This guide is applicable to Dagster Open Source (OSS) deployments. For Cloud deployments, refer to the Dagster Cloud documentation.
This page covers general information about deploying Dagster on your own infrastructure. For guides on specific platforms, refer to the Deployment guides.
Let's take a look at a generic Dagster deployment, after which we'll walk through each of its components:
Dagster requires three long-running services, which are outlined in the table below:
|Dagit||Dagit serves the user interface and responds to GraphQL queries. It can have one or more replicas.||Supported|
|Dagster daemon||The Dagster daemon operates schedules, sensors, and run queuing. Currently, replicas are not supported.||Not supported|
|Code location server||Code location servers serve metadata about the collection of its Dagster definitions. You can have many code location servers; each server can have one or more replicas.||Supported|
Dagster OSS deployments are composed of multiple components, such as storages, executors, and run launchers. One of the core features of Dagster is that each of these components is swappable and configurable. If custom configuration isn't provided, Dagster will automatically use a default implementation of each component. For example, by default Dagster uses
SqliteRunStorage to store information about pipeline runs. This can be swapped with the Dagster-provided
PostgresRunStorage instead or or a custom storage class.

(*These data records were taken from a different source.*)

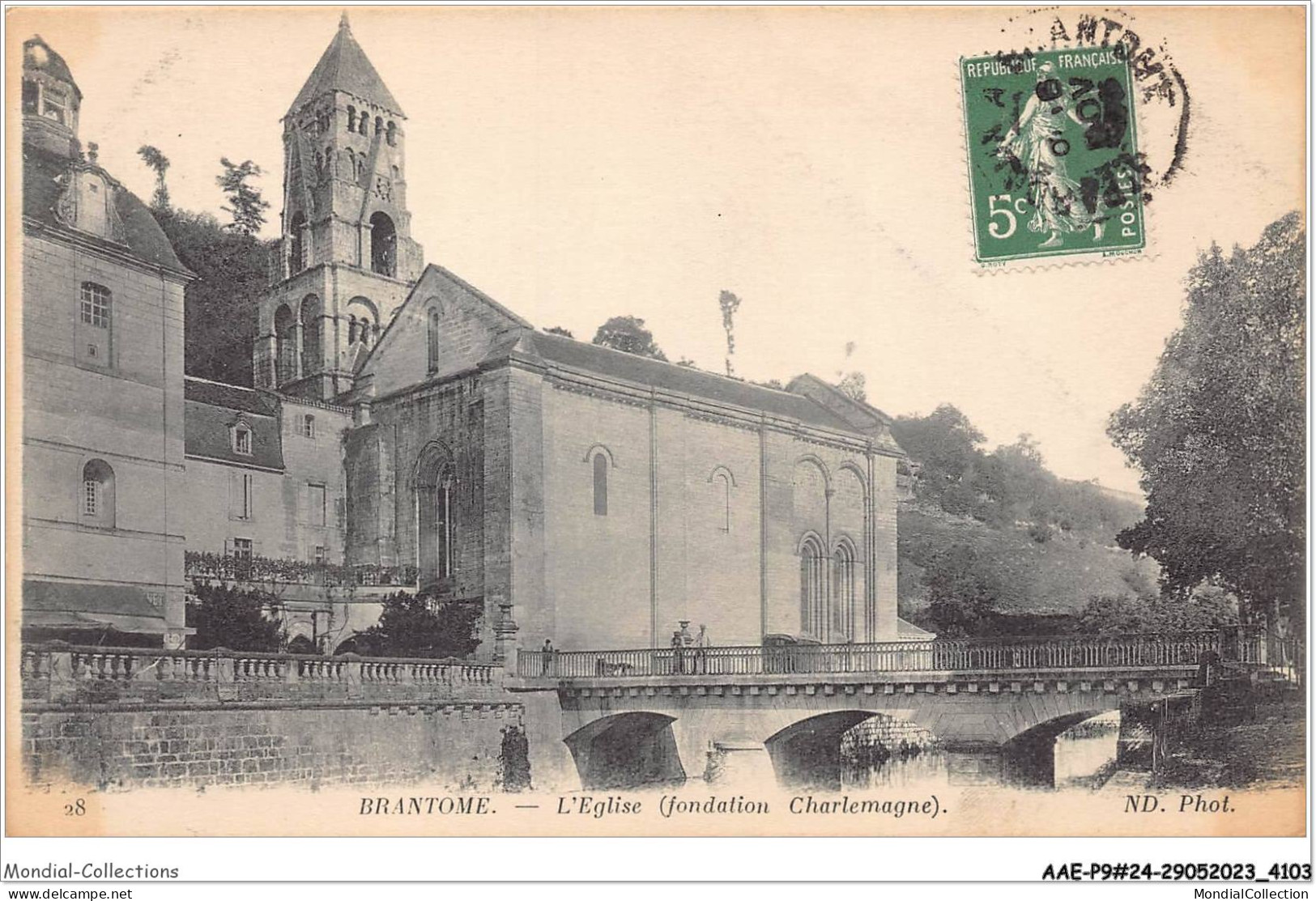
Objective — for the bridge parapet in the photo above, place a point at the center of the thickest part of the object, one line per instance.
(63, 674)
(943, 657)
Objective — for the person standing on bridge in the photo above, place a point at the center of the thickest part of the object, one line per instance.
(701, 652)
(549, 654)
(678, 652)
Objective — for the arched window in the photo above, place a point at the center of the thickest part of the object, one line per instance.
(311, 351)
(383, 245)
(286, 343)
(812, 589)
(296, 242)
(842, 593)
(432, 337)
(600, 484)
(722, 483)
(436, 513)
(98, 495)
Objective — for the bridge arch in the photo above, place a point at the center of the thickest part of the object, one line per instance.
(1029, 758)
(808, 753)
(627, 750)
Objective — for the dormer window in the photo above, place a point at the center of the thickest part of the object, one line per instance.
(242, 440)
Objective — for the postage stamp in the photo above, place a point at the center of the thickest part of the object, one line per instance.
(1053, 158)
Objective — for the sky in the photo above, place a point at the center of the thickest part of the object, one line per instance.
(578, 164)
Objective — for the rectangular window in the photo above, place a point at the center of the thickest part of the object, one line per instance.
(95, 305)
(241, 495)
(316, 504)
(54, 104)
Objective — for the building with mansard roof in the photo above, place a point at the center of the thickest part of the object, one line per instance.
(403, 423)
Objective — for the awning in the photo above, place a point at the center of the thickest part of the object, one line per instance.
(74, 606)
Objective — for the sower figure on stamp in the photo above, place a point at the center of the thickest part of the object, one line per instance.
(1038, 143)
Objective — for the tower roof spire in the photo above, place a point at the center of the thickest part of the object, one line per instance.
(345, 67)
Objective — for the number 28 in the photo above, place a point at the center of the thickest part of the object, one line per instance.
(1007, 227)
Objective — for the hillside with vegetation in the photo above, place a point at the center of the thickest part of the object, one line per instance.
(993, 542)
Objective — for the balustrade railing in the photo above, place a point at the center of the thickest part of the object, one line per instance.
(62, 673)
(941, 655)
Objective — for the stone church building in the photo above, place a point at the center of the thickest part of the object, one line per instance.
(406, 423)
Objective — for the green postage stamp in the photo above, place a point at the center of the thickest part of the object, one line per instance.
(1053, 159)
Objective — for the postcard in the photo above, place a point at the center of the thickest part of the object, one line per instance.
(658, 421)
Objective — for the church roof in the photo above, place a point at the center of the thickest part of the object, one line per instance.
(682, 379)
(345, 67)
(212, 408)
(44, 178)
(37, 56)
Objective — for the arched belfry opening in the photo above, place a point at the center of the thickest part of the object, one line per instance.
(296, 244)
(383, 245)
(286, 345)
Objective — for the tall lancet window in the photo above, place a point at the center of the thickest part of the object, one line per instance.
(842, 592)
(432, 337)
(437, 517)
(812, 589)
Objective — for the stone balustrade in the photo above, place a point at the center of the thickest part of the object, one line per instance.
(975, 655)
(61, 674)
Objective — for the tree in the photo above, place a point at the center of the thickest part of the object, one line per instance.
(417, 625)
(219, 305)
(246, 206)
(1124, 614)
(1219, 431)
(943, 442)
(225, 616)
(627, 333)
(158, 164)
(852, 385)
(964, 592)
(730, 303)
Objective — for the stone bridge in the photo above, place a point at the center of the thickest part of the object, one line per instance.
(994, 707)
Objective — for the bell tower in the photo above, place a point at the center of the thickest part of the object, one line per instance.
(345, 259)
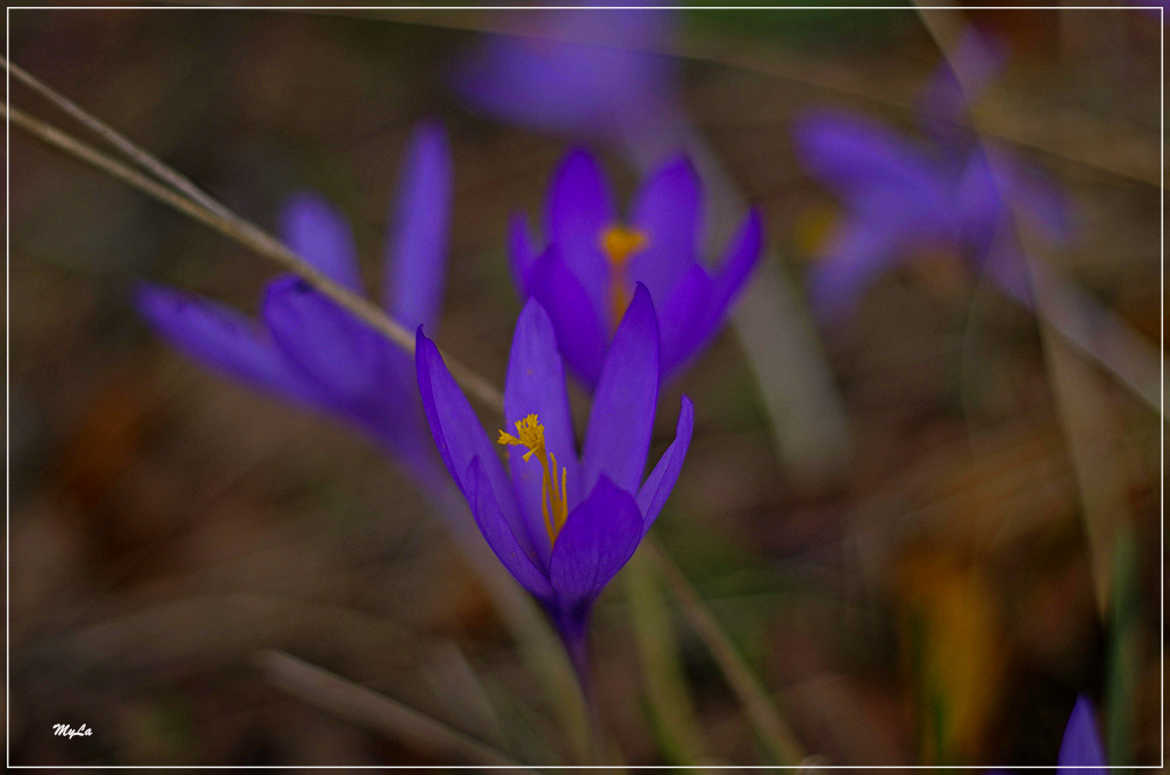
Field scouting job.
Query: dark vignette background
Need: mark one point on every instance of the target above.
(166, 523)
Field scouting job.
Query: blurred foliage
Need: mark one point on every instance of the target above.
(935, 602)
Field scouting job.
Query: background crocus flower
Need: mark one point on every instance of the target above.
(901, 197)
(1080, 748)
(586, 276)
(553, 81)
(561, 525)
(310, 349)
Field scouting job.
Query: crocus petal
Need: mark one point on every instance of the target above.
(742, 256)
(1081, 746)
(978, 203)
(1036, 198)
(319, 234)
(686, 317)
(520, 252)
(460, 437)
(580, 336)
(619, 426)
(668, 211)
(220, 337)
(945, 101)
(859, 158)
(570, 87)
(862, 248)
(322, 341)
(579, 210)
(598, 539)
(536, 384)
(499, 534)
(658, 486)
(415, 259)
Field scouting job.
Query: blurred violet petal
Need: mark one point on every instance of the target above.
(1081, 746)
(669, 208)
(743, 253)
(1037, 199)
(319, 234)
(598, 539)
(658, 486)
(859, 252)
(555, 81)
(459, 436)
(536, 385)
(955, 191)
(417, 255)
(855, 157)
(221, 338)
(686, 317)
(944, 101)
(500, 536)
(579, 210)
(324, 342)
(585, 296)
(619, 429)
(520, 251)
(579, 333)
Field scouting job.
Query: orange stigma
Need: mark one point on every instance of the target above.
(553, 495)
(619, 245)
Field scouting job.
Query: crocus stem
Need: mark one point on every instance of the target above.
(573, 629)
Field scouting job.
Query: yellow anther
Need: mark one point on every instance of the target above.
(553, 488)
(531, 436)
(619, 245)
(620, 242)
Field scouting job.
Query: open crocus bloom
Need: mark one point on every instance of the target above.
(1080, 748)
(562, 526)
(586, 276)
(310, 349)
(552, 80)
(902, 197)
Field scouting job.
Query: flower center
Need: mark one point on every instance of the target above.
(553, 496)
(619, 245)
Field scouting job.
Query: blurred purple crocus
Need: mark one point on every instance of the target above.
(561, 525)
(1080, 748)
(314, 351)
(901, 197)
(556, 81)
(586, 275)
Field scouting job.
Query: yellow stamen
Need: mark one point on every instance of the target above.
(553, 489)
(619, 245)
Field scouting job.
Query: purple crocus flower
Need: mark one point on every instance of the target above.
(586, 276)
(314, 351)
(555, 81)
(561, 525)
(1081, 747)
(902, 197)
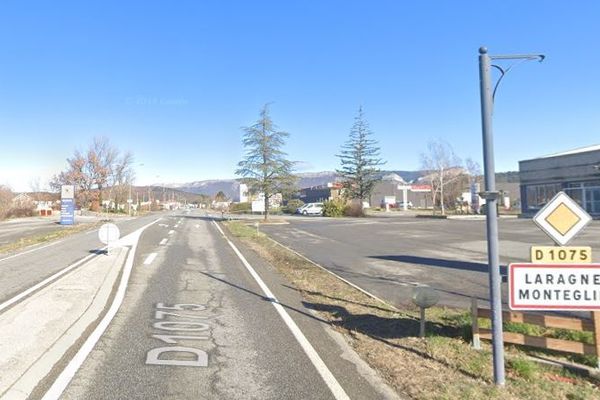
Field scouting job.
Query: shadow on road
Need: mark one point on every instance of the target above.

Based on the component's scope, configuration occurs at either the Dagster instance or Job run level. Access to user code is configured at the Workspace level. Refer to the following table for info on how components are configured at each of these levels:
|Dagster instance||The Dagster instance is responsible for managing all deployment-wide components, such as the database. You can specify the configuration for instance-level components in |
|Workspace||Workspace files define how to access and load your code. You can define workspace configuration using |
|Job run||Run config||A job run is responsible for managing all job-scoped components, such as the executor, ops, and resources. These components dictate job behavior, such as how to execute ops or where to store outputs.|
Configuration for run-level components is specified using the job run's run config, and defined in either Python code or in the Dagit launchpad.

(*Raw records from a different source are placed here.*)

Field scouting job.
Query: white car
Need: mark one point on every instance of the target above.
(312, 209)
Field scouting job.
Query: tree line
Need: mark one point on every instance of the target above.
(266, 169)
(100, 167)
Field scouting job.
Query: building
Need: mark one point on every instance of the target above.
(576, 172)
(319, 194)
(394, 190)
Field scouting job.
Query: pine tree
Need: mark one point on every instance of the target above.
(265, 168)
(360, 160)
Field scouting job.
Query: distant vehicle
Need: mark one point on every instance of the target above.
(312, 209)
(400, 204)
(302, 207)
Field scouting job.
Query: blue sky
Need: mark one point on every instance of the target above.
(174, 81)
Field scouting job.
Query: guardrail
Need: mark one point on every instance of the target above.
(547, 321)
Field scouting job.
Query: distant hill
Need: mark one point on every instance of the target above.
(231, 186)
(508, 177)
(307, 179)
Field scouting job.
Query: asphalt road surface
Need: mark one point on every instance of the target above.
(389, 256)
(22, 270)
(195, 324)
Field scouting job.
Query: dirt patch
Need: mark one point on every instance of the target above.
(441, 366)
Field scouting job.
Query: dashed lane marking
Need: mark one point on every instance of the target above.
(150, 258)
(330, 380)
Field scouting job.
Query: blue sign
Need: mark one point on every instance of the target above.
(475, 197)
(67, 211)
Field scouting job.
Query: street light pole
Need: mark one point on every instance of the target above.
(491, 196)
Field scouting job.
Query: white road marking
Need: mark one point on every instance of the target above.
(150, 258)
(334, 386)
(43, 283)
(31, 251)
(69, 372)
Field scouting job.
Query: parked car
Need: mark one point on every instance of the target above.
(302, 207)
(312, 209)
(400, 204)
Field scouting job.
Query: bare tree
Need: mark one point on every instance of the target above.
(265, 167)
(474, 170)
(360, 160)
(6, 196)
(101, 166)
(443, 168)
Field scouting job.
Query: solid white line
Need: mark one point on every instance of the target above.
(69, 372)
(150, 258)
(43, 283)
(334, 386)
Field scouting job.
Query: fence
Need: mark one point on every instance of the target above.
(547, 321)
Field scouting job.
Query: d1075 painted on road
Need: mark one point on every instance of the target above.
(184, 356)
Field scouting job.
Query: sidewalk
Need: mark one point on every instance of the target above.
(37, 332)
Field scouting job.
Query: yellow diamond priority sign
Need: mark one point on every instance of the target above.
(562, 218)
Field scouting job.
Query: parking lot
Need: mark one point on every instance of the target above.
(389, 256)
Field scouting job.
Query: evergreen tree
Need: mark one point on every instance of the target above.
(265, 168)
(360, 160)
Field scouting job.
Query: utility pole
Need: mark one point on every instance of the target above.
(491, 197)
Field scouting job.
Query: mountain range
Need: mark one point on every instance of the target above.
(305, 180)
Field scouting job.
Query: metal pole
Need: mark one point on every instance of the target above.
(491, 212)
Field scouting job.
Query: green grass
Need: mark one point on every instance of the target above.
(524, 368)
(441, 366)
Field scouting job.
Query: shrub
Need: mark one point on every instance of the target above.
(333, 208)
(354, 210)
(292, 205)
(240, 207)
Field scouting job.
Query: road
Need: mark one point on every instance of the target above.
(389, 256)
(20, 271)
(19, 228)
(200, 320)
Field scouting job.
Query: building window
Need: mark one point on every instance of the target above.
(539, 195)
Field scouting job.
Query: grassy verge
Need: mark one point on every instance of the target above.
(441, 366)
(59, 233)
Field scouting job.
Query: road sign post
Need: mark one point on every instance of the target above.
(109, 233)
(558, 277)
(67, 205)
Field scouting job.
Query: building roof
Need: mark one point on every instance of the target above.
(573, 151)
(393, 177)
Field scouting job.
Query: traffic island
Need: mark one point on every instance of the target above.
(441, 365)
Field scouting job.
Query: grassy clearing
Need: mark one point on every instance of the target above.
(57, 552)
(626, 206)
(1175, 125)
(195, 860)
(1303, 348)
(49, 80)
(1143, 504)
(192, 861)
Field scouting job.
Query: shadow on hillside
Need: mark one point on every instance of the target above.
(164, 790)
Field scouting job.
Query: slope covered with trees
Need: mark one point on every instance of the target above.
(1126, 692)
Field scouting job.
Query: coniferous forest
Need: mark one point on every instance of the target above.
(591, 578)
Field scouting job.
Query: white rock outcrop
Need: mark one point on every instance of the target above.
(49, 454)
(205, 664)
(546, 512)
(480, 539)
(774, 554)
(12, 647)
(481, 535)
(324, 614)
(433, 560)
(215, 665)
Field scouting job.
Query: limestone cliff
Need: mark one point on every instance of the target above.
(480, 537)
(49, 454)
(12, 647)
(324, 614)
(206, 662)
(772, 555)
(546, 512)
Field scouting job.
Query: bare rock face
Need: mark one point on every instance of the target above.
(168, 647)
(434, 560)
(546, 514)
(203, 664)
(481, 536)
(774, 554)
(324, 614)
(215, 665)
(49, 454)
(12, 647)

Dagster provides a few vertically-integrated deployment options that abstract away some of the configuration options described above. For example, with Dagster's provided Kubernetes Helm chart deployment, configuration is defined through Helm values, and the Kubernetes deployment automatically generates Dagster Instance and Workspace configuration.
Job execution flows through several parts of the Dagster system. The following table describes runs launched by Dagit, specifically the components that handle execution and the order in which they are executed.
|1||Run coordinator||The run coordinator is a class invoked by the Dagit process when runs are launched from the Dagit UI. This class can be configured to pass runs to the daemon via a queue.||Instance|
|2||Run launcher||The run launcher is a class invoked by the daemon when it receives a run from the queue. This class initializes a new run worker to handle execution. Depending on the launcher, this could mean spinning up a new process, container, Kubernetes pod, etc.||Instance|
|3||Run worker||The run worker is a process which traverses a graph and uses the executor to execute each op.||n/a|
|4||Executor||The executor is a class invoked by the run worker for running user ops. Depending on the executor, ops run in local processes, new containers, Kubernetes pods, etc.||Run config|
Additionally, note that runs launched by schedules and sensors go through the same flow, but the first step is called by the Dagster daemon instead of Dagit.
In a deployment without the Dagster daemon, Dagit directly calls the run launcher and skips the run coordinator.